# Off to the moselle



## sideways (Jun 2, 2008)

We are off to the Moselle next week via Luxenbourg, does anyone know a nice Aire just before leaving France to enter Luxenbourg please?


----------



## andyandsue (Sep 7, 2008)

*AIRES*

graveline has several, dont fil up with fuel till lux as its very cheap.


----------



## Mrplodd (Mar 4, 2008)

Snap! 

We are also off to the same area via the same route!! Leaving on an early ferry out of Dover Friday 14th also in an Autottrail  

Our plan is to overnight at Alzingen? Campsite just outside Luxembourg city. Nice site (especially using ASCI) its about 5-6 hrs drive from Calais, long drive but gets it over with quickly. Then its an easy drive to trier the next day.

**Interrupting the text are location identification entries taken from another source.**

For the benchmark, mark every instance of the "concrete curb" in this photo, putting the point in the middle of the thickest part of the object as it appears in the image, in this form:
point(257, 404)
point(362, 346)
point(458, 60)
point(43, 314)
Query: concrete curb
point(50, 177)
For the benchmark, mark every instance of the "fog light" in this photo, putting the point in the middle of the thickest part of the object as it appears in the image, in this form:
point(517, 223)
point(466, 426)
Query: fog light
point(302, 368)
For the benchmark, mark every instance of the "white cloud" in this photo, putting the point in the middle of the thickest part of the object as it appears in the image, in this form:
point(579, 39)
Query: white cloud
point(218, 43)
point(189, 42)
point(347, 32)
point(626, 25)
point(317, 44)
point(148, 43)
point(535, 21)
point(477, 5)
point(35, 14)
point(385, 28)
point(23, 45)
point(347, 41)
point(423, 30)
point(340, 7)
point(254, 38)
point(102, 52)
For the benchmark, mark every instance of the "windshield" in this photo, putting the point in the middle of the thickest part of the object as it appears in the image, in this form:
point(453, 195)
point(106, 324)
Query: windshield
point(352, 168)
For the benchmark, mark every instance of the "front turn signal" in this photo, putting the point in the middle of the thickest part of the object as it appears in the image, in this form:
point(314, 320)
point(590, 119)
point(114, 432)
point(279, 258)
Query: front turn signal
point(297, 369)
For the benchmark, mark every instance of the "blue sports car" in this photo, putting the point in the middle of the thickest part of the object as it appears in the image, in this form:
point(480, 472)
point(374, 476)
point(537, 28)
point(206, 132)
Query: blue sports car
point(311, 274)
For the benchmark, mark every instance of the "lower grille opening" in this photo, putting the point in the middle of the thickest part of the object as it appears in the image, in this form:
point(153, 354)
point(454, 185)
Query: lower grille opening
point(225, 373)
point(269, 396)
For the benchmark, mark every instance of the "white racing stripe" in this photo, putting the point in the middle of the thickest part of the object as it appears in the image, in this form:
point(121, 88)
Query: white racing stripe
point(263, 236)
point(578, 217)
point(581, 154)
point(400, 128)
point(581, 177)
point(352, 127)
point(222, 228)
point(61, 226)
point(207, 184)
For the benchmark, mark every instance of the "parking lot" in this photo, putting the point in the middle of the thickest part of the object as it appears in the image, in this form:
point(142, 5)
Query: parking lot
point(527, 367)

I will keep an eye out for you, If you see a Cheyenne with cherished no. Plate being driven by a bloke with a beard be sure to wave :wink: 

(Please use ALL of your fingers though)

(have you tried "All The Aires" book?)


----------



## ThursdaysChild (Aug 2, 2008)

I don't know about " nice ", but the Aire at the fire station in Arlon, just on the Belgian/Lux border, is free and has water, drainage and mains electricity. All tarmac. But only four spaces, so don't leave it too late.

Arlon is rather grubby in parts, which makes crossing the border into Luxembourg an even greater pleasure.

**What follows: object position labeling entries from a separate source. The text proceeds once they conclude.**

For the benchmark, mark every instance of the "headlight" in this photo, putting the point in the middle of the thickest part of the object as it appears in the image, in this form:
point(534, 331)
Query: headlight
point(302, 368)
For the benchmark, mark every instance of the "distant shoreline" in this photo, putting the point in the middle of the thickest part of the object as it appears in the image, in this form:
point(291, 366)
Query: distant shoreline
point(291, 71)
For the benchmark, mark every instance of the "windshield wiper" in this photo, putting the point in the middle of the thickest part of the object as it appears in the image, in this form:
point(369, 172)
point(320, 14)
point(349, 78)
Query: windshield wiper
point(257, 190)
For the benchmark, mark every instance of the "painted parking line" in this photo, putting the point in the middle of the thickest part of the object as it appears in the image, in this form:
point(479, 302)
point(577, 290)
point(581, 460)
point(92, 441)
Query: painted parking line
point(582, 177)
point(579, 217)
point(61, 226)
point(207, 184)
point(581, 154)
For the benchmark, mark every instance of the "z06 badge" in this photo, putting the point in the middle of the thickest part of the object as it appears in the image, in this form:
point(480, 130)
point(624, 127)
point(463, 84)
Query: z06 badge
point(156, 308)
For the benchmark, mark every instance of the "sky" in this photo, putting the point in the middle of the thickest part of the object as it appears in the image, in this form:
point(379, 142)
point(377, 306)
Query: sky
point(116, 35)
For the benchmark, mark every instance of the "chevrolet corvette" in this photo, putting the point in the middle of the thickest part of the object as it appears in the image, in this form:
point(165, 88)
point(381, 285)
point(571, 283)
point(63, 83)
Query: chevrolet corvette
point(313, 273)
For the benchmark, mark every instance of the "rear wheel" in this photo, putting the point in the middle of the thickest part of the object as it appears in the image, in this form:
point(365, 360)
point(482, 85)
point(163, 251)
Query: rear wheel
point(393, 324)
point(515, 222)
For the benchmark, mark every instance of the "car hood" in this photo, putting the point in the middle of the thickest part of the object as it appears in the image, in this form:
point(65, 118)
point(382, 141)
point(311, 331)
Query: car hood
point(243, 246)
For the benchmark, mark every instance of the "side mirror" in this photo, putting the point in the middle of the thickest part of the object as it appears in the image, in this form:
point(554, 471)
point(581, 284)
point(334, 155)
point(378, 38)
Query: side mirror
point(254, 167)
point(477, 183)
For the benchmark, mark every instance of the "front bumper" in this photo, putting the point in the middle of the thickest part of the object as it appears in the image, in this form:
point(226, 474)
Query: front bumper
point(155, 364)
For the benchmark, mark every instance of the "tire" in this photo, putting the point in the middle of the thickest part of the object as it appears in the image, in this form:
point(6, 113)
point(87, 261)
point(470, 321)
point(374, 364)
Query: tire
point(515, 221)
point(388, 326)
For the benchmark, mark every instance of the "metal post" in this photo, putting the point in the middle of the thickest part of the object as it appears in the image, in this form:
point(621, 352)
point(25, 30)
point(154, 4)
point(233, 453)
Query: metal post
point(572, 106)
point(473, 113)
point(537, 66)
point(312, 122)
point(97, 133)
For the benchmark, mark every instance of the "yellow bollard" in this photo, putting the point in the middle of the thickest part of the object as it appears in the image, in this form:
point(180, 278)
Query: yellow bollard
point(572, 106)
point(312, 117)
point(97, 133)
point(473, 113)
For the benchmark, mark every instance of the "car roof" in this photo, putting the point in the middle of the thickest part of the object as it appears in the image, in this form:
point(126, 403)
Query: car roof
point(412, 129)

We always enjoy the Luxembourg banks of the Moselle - and overnighting never seems to be a problem.


----------



## sideways (Jun 2, 2008)

We are going Monday evening, sorry should have made it clear not going via Belgium going down via Nantes and that way.


----------



## ThursdaysChild (Aug 2, 2008)

No prob. May be useful on the way back or on a future trip.


----------



## ChrisandJohn (Feb 3, 2008)

sideways said:


> We are going Monday evening, sorry should have made it clear not going via Belgium going down via Nantes and that way.


Via Nantes? Do you mean Nancy?

There is an aire in Metz outside the municipal campsite. We stayed there in April, and it's not far from the border.

Chris


----------



## Stanner (Aug 17, 2006)

ThursdaysChild said:


> I don't know about " nice ", but the Aire at the fire station in Arlon, just on the Belgian/Lux border, is free and has water, drainage and mains electricity. All tarmac. But only four spaces, so don't leave it too late.
> 
> Arlon is rather grubby in parts, which makes crossing the border into Luxembourg an even greater pleasure.
> 
> We always enjoy the Luxembourg banks of the Moselle - and overnighting never seems to be a problem.


5 spaces. :wink:

http://goo.gl/maps/JUMoz

And why enter Luxembourg from France? use the Belgian motorways (not as bad as many think) and turn off at Arlon to overnight.

Then take the "N" road straight into Luxembourg at Steinfort, the first filling station you get to is a Shell. 
Then if you indulge in the weed drive a few miles further on to Route 66 tabac at Windhof 
http://www.route66-tobacco-lux.com/

One of the few places you can get virtually all UK brands like B&H L&B as most of the big service area tabacs only sell US and Continental brands. Ciggies (L&B Silver/Gold) there are about 40€/200 but in Belgium Silver are 50€/200 - L&B Gold is unobtainable on the Belgian market.


----------



## Mrplodd (Mar 4, 2008)

Be aware however that many Belgian fuel stations on the motorway ONLY accept Belgian cards (credit or debit) for fuel purchase. (at least that was the case about 18 months ago)


----------



## Stanner (Aug 17, 2006)

Mrplodd said:


> Be aware however that many Belgian fuel stations on the motorway ONLY accept Belgian cards (credit or debit) for fuel purchase. (at least that was the case about 18 months ago)


No longer the case in June.

PS wait until Luxembourg, they take anything there so long as it's other country's money. :wink:


----------



## McGeemobile (Jun 10, 2010)

We've stayed at Metz. There's also a lovely aire at Charleville Meziers if you are going that way.


----------